The 2-day diet for effortless weight loss

The 2-day diet for effortless weight loss

 

The 2 Day Diet is a very similar diet to Dr. Michael Mosley’s Fast Diet but is based on a different approach to effortless weight loss.

Developed by Dr. Michelle Harvie and prof. Tony Howell , the 2-day diet includes only two days of low calorie diet per week and five days of normal 1800 calorie diet for women and 2200 calories for men.
First of all, let’s see who the 2-day diet is designed for and what are the differences with the famous Fast diet.

2 fast diet

2-DAY DIET: WHO IS IT SUITABLE FOR AND WHAT IS IT DIFFERENT?
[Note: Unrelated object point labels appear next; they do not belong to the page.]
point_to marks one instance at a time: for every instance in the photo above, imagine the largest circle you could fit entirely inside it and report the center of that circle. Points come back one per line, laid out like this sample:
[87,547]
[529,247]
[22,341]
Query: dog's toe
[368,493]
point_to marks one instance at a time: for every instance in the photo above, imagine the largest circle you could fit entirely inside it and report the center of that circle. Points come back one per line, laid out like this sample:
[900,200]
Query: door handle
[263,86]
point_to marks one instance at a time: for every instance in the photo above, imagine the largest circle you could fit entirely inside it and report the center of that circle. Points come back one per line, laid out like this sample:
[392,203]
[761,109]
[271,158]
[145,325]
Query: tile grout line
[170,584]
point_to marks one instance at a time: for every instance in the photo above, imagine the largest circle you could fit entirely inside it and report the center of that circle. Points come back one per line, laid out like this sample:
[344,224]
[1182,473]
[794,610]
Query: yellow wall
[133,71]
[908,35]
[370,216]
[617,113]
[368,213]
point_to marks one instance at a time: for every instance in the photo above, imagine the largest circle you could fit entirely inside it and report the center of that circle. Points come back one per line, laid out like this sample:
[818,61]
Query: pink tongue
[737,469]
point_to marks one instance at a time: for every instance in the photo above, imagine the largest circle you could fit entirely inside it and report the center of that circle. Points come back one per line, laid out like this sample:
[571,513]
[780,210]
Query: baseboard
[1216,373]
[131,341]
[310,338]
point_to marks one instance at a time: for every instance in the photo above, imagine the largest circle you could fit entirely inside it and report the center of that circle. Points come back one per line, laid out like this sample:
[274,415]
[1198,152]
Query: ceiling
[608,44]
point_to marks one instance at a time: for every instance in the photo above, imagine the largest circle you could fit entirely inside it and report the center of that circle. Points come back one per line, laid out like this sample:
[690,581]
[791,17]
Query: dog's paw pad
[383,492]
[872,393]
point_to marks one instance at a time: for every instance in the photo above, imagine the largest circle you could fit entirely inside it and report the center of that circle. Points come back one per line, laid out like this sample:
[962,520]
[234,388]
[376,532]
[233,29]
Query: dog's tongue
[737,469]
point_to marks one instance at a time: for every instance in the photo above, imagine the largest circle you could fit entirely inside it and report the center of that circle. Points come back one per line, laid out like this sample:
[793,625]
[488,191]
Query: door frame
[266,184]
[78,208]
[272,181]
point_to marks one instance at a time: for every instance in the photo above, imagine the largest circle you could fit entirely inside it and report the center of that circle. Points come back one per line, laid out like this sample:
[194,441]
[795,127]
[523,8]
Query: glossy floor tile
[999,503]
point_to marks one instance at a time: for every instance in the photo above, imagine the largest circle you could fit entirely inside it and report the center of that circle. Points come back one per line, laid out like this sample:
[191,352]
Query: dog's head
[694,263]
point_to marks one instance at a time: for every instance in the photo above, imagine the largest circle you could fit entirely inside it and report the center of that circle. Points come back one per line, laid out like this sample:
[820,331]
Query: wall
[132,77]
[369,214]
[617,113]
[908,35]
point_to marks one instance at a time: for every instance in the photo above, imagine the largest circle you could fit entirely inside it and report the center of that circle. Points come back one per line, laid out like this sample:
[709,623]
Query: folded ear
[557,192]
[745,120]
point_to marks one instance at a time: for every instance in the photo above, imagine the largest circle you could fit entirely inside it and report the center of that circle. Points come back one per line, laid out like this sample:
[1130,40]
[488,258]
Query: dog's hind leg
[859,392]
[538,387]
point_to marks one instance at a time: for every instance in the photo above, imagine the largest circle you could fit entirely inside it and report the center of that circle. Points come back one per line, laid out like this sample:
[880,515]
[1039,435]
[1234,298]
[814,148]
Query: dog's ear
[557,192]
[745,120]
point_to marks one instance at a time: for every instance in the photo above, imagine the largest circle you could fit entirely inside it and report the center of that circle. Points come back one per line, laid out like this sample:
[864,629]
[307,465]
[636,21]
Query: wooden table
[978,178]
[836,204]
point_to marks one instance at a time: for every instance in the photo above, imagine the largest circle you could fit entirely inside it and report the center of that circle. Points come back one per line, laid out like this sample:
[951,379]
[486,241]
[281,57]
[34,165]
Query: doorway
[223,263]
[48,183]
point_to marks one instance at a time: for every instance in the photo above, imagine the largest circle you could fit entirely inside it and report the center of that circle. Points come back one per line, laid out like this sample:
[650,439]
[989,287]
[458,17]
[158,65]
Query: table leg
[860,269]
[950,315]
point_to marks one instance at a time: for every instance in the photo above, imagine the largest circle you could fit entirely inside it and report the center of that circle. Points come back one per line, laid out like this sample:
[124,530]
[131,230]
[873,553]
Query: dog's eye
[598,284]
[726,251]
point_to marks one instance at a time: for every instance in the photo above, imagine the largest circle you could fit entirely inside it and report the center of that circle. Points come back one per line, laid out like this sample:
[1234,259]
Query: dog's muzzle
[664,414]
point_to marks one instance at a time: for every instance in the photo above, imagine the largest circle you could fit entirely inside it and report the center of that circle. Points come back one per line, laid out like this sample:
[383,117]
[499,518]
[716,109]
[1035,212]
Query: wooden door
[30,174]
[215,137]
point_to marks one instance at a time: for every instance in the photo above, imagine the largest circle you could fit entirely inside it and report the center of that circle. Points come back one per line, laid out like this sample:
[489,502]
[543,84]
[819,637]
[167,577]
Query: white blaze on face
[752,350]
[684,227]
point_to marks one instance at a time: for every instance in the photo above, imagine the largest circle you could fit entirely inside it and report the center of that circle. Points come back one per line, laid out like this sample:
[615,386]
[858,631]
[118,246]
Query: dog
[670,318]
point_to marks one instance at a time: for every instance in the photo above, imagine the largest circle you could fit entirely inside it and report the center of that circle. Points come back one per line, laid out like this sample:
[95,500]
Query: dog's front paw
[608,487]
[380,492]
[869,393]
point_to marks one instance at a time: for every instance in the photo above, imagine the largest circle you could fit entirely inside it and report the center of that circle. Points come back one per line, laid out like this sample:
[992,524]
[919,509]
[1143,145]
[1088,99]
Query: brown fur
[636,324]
The two-day diet was created to allow those with more than 10 or 15 kilos to lose but cannot diet easily and does not eat in a varied and balanced way, but tends to have a disordered diet and are allergic to low calorie diets.
There are three differences with the Fast diet:

  • diet days must be consecutive, for example I recommend Tuesdays and Wednesdays or Wednesdays or Thursdays. Others who don’t go out on weekends and don’t eat more than other days might do it on Saturdays and Sundays.
  • the calories in the diet days are 650 and not 500.
  • instead, calories on non-diet days range from 1800 calories for women to about 2200 for men, while the Fast diet only recommended eating healthier.
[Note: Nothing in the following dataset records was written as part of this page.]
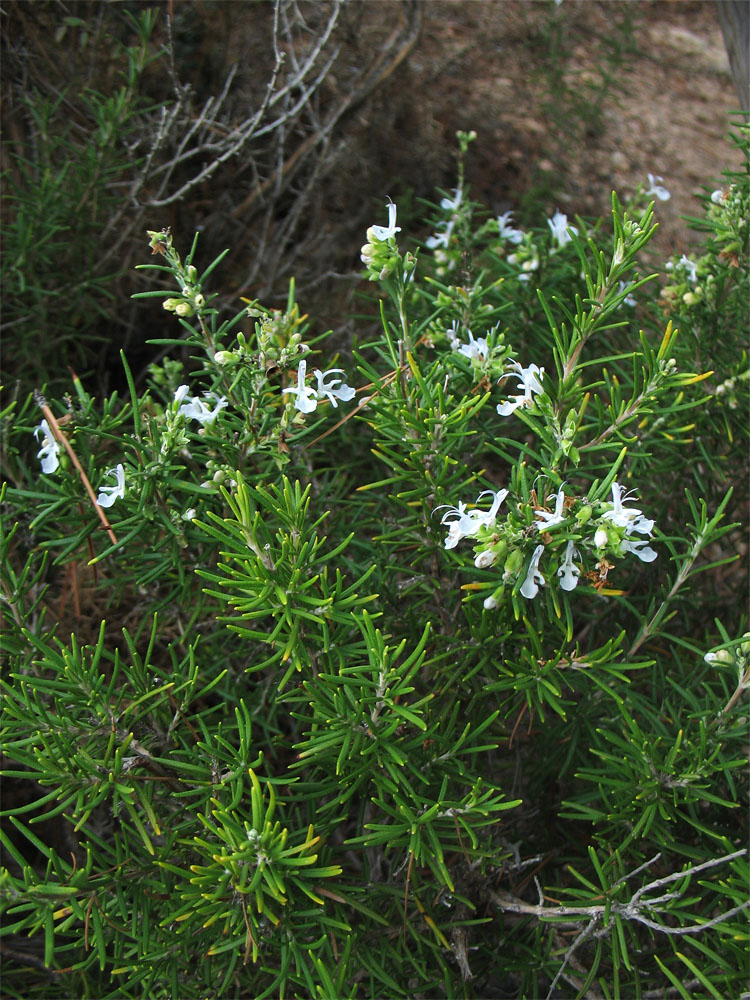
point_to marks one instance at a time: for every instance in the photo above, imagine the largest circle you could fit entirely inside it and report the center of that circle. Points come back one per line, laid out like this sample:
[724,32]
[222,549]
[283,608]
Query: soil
[525,76]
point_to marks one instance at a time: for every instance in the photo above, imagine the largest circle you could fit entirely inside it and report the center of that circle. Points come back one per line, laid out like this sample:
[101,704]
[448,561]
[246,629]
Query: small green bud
[513,563]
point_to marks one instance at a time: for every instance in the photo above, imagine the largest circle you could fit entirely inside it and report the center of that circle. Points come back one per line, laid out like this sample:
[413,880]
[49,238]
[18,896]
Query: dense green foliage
[394,690]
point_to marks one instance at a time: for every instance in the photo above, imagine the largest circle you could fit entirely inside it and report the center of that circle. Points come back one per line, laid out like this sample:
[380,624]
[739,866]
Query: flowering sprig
[656,188]
[329,388]
[560,229]
[50,450]
[108,494]
[528,379]
[197,408]
[576,527]
[506,230]
[380,254]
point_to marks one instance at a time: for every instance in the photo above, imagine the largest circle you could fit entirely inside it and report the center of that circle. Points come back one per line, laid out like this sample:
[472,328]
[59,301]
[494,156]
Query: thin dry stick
[57,432]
Furthermore, the choice of foods is limited to vegetables, yogurt, skimmed or soy milk, egg whites and fruit, broths on low-calorie days. In addition, a supplement of vitamins and minerals.
Obviously as in any diet it is:

  • you need to talk to your doctor first;
  • exercise on non-diet days.

HOW NON-DIET DAYS WORK

During the 5 non-diet days it is advisable to stick to a whole Mediterranean diet. This means preferring skimmed dairy products, yogurt, low-fat milk, eating a maximum of two eggs a week and limiting the consumption of red meat in favor of white meat. At the same time it is necessary to limit sweets by preferring fruit and eat a large portion of vegetables for both lunch and dinner. Finally, it would be better to eat whole foods for what concerns cereals and baked goods and to use whole flours.
This diet can give results in terms of weight loss especially in winter, making the days of holidays fall into non-diet days, even if this means eating more, but at least you will keep the weight instead of losing weight, without the risk of take it.
In the link you will find recipes that will help you make the menus tasty and balanced.
Let’s see in detail how to do the 2-day diet.

TWO DAYS DIET MENU

Breakfast: a glass of skimmed milk or unsweetened soy milk plus 100g of banana, or 180ml of orange juice plus 125g of plain plain or soy low-fat yogurt. Alternatively, a plain or soy low-fat white yogurt and a portion of extralight pumpkin pie.
For dairy products we can also choose lactose-free products, as long as they are zero-fat. 

Snack and snack: a kiwi or a plum of 100 grams.

diet soup 2 days

Lunch and dinner: a vegetable cream made with vegetables of your choice, except carrots, potatoes and beets plus vegetable or meat broth without oil. Alternatively a plate of vegetables of your choice except those mentioned, cooked in a pan or boiled or baked without oil. Or try the slimming and swelling soup.
100 grams of cottage cheese with yogurt or an omelette of 150 grams of egg whites with a level teaspoon of parmesan, cooked in a non-stick pan or a 125 grams low-fat yogurt with fruit.

This menu is the same for men and women.
On page two we see the menu of the 5 days, just to have an example of our diet in the rest of the time.